On Friday, July 8, the Bureau of Labor Statistics (BLS) released its monthly “Employment Situation” report for June 2022. The BLS estimated that nonfarm employment had increased by 372,000 during the month. That number was well above what economic forecasters had expected and seemed inconsistent with other macroeconomic data that showed the U.S. economy slowing. (Note that the increase in employment is from the establishment survey, sometimes called the payroll survey, which we discuss in Macroeconomics, Chapter 9, Section 9.1 and Economics, Chapter 19, Section 19.1.)
Data indicating that the economy was slowing during the first half of 2022 include the Bureau of Economic Analysis’s (BEA) estimate that real GDP had declined by 1.6 percent in the first quarter of 2022. The BEA’s advance estimate—the agency’s first estimate for the quarter—for the change in real GDP during the second quarter of 2022 won’t be released until July 28, but there are indications that real GDP will have declined again during the second quarter. For instance, the Federal Reserve Bank of Atlanta compiles a forecast of real GDP called GDPNow. The GDPNow forecast uses data that are released monthly on 13 components of GDP. This method allows economists at the Atlanta Fed to issue forecasts of real GDP well in advance of the BEA’s estimates. On July 8, the GDPNow forecast was that real GDP in the second quarter of 2022 would decline by 1.2 percent.
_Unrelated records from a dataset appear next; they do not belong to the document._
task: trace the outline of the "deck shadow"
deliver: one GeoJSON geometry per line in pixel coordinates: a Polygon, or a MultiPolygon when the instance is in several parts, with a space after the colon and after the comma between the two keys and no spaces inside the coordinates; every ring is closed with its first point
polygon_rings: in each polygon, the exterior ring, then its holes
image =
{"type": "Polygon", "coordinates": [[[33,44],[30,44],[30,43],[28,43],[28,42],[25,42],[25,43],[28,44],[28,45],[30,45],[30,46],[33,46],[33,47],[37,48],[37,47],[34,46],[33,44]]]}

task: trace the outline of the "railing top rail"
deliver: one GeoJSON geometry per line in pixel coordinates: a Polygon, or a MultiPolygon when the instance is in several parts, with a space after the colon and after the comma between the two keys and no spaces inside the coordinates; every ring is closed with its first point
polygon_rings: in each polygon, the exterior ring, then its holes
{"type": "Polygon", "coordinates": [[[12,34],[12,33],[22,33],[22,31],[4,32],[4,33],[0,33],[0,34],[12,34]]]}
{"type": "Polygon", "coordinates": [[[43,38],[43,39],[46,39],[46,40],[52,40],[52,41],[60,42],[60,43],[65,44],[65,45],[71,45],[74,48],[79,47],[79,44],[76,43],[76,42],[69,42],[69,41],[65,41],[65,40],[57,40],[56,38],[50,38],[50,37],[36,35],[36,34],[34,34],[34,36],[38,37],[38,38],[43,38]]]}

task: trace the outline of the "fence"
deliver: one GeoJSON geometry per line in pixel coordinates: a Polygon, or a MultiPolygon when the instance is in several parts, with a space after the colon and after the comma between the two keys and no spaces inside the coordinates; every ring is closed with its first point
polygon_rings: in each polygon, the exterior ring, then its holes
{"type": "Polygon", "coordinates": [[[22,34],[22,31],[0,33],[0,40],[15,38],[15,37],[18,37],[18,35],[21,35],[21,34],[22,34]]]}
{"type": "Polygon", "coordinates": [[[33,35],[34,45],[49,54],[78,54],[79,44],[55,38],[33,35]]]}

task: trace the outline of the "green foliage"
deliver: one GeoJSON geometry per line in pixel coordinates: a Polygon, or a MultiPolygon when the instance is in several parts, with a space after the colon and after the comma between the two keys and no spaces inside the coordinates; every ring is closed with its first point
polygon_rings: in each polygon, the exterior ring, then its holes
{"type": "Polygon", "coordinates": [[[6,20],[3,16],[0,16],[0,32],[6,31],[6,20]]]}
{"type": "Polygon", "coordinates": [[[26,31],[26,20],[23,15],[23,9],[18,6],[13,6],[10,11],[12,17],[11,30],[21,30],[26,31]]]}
Two consecutive quarters of declining real GDP seems inconsistent with employment strongly growing. At a basic level, if firms are producing fewer goods and services—which is what causes a decline in real GDP—we would expect the firms to be reducing, rather than increasing, the number of people they employ. How can we reconcile the seeming contradiction between rising employment and falling output? One possibility is that either the real GDP data or the employment data—or, possibly, both—are inaccurate. Both GDP data and employment data from the establishment survey are subject to potentially substantial future revisions. (Note that because they are constructed from a survey of households, the employment data in the household survey aren’t revised. As we discuss in the text, economists and policymakers typically rely more on the establishment survey than on the household survey in gauging the current state of the labor market.) Substantial revisions are particularly likely for data released during the beginning of a recession.
In Macroeconomics, Chapter 9, Section 9.1 (Economics, Chapter 19, Section 19.1), we give an example of substantial revisions in the employment data. Figure 9.5 (reproduced below) shows that the declines in employment during the 2007–2009 recession were initially greatly underestimated. For example, the BLS initially reported that employment declined by 159,000 during September 2008. But after additional data became available, the BLS revised its estimate to a much larger decline of 460,000.
Similarly, in Macroeconomics, Chapter 15, Section 15,3, in the Apply the Concept “Trying to Hit a Moving Target: Making Policy with ‘Real-Time Data’,” we show the BEA’s estimates of the change in real GDP during the first quarter of 2008 have been revised substantially over time. The BEA’s advance estimate of the change in real GDP during the first quarter of 2008 was an increase of 0.6 percent at an annual rate. But that estimate of real GDP growth has been revised a number of times over the years, mostly downward. Currently, BEA data indicate that real GDP actually declined by 1.6 percent at an annual rate during the first quarter of 2008. This swing of more than 2 percentage points from the advance estimate is a large difference, which changes the picture of what happened during the first quarter of 2008 from one of an economy experiencing slow growth to one of an economy suffering a sharp downturn as it fell into the worst recession since the Great Depression of the 1930s.
The changes to the estimates of both employment and real GDP during the beginning of the 2007–2009 recession are not surprising. The initial estimates of employment and real GDP rely on incomplete data. The estimates are revised as additional data are collected by government agencies. During the beginning of a recession, these additional data are likely to show lower levels of employment and output than were indicated by the initial estimates. If the U.S. economy is in a recession in the second quarter of 2022, we can expect that the BLS and BEA will revise their initial estimates of employment and real GDP downward, which—depending on the relative magnitudes of the revisions to the two series—may resolve the paradox of rising employment and falling output.
Or it’s possible that the U.S. economy is not in a recession. In that case, the employment data may be correct in showing an increase in the number of people working, and the real GDP data may be revised upward to show that output has actually been expanding during the first six months of 2022. Economists and policymakers will have to wait to see which of these alternatives turns out to be the case.